What is Dermani Medspa's Business Associate required to do in the event of a breach of unsecured PHI?
Dermani_Medspa Franchise · 2025 FDDAnswer from 2025 FDD Document
Breaches of Unsecured PHI.
Business Associate will report to Covered Entity any Breach of Unsecured PHI by Business Associate or any of its officers, directors, employees, Subcontractors or agents.
All notifications of Breach of Unsecured PHI will be made by Business Associate to Covered Entity without unreasonable delay and in no event later than five (5) days of discovery.
Business Associate will use the standard at 45 C.F.R. § 164.410(a) to determine when the Breach is treated as discovered.
All notifications will comply with Business Associate's obligations under, and include the information specified in, 45 C.F.R. § 164.410 and include any other available information that Covered Entity is required to include in its notification to individuals pursuant to 45 C.F.R. § 164.404(c).
In the event of a Breach by Business Associate, Business Associate will cooperate with Covered Entity to notify, (i) individuals whose Unsecured PHI has been, or is reasonably believed by Business Associate to have been, accessed, acquired, used or disclosed, and (ii) the media, as required pursuant to 45 C.F.R. § 164.406, if the legal requirements for media notification are triggered by the circumstances of such Breach.
Source: Item 23 — RECEIPTS (FDD pages 66–311)
What This Means (2025 FDD)
According to Dermani Medspa's 2025 Franchise Disclosure Document, a Business Associate who experiences a breach of unsecured Protected Health Information (PHI) has specific reporting and cooperation duties. The Business Associate must report any such breach to the Covered Entity (Dermani Medspa) without unreasonable delay, and absolutely no later than five days after discovering the breach.

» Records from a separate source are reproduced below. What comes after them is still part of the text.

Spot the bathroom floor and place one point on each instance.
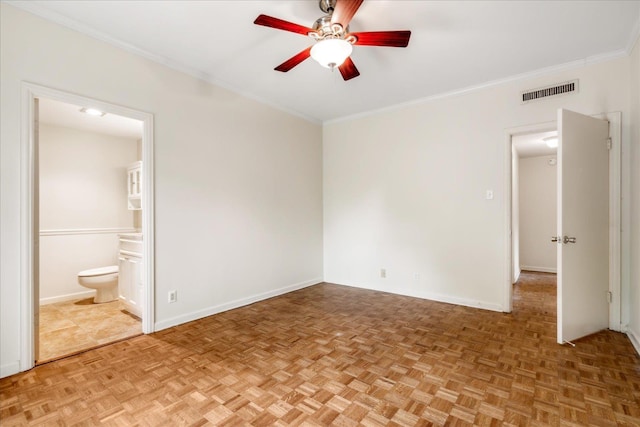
(72, 326)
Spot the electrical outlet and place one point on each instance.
(173, 296)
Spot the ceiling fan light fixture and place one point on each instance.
(331, 53)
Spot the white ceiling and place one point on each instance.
(68, 115)
(454, 45)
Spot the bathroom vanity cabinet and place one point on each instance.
(130, 283)
(134, 186)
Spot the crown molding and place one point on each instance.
(610, 56)
(49, 15)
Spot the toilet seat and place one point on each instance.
(101, 271)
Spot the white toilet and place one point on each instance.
(104, 280)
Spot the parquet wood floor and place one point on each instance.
(70, 327)
(334, 355)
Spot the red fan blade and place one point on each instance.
(348, 69)
(294, 60)
(344, 11)
(383, 38)
(269, 21)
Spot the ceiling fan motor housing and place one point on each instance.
(327, 6)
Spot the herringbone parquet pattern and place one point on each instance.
(334, 355)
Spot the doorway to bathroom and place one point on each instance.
(89, 180)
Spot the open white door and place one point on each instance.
(583, 225)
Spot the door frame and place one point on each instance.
(28, 217)
(615, 285)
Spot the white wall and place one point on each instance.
(238, 184)
(405, 188)
(634, 294)
(538, 213)
(83, 198)
(515, 216)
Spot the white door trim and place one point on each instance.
(615, 285)
(31, 91)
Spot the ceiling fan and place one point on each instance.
(334, 42)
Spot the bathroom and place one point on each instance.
(90, 220)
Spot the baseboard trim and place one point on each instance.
(189, 317)
(635, 339)
(68, 297)
(538, 269)
(448, 299)
(9, 369)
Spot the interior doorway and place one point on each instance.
(511, 229)
(83, 212)
(534, 200)
(33, 96)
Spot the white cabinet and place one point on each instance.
(134, 186)
(130, 281)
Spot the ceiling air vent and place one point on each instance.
(544, 92)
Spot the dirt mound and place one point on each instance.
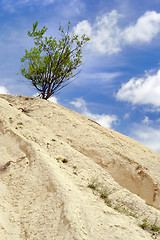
(63, 176)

The notification provided by the Business Associate must adhere to the standards outlined in 45 C.F.R. § 164.410(a) for determining when a breach is considered discovered. Furthermore, the notification must comply with the obligations and include all information specified in 45 C.F.R. § 164.410, along with any other information the Covered Entity needs to include in its notifications to individuals, as required by 45 C.F.R. § 164.404(c).
In the event of a breach, the Business Associate is obligated to cooperate with Dermani Medspa to notify individuals whose Unsecured PHI has been, or is reasonably believed to have been, accessed, acquired, used, or disclosed. Additionally, the Business Associate must cooperate with Dermani Medspa to notify the media if the legal requirements for media notification are triggered by the circumstances of the breach, as required pursuant to 45 C.F.R. § 164.406.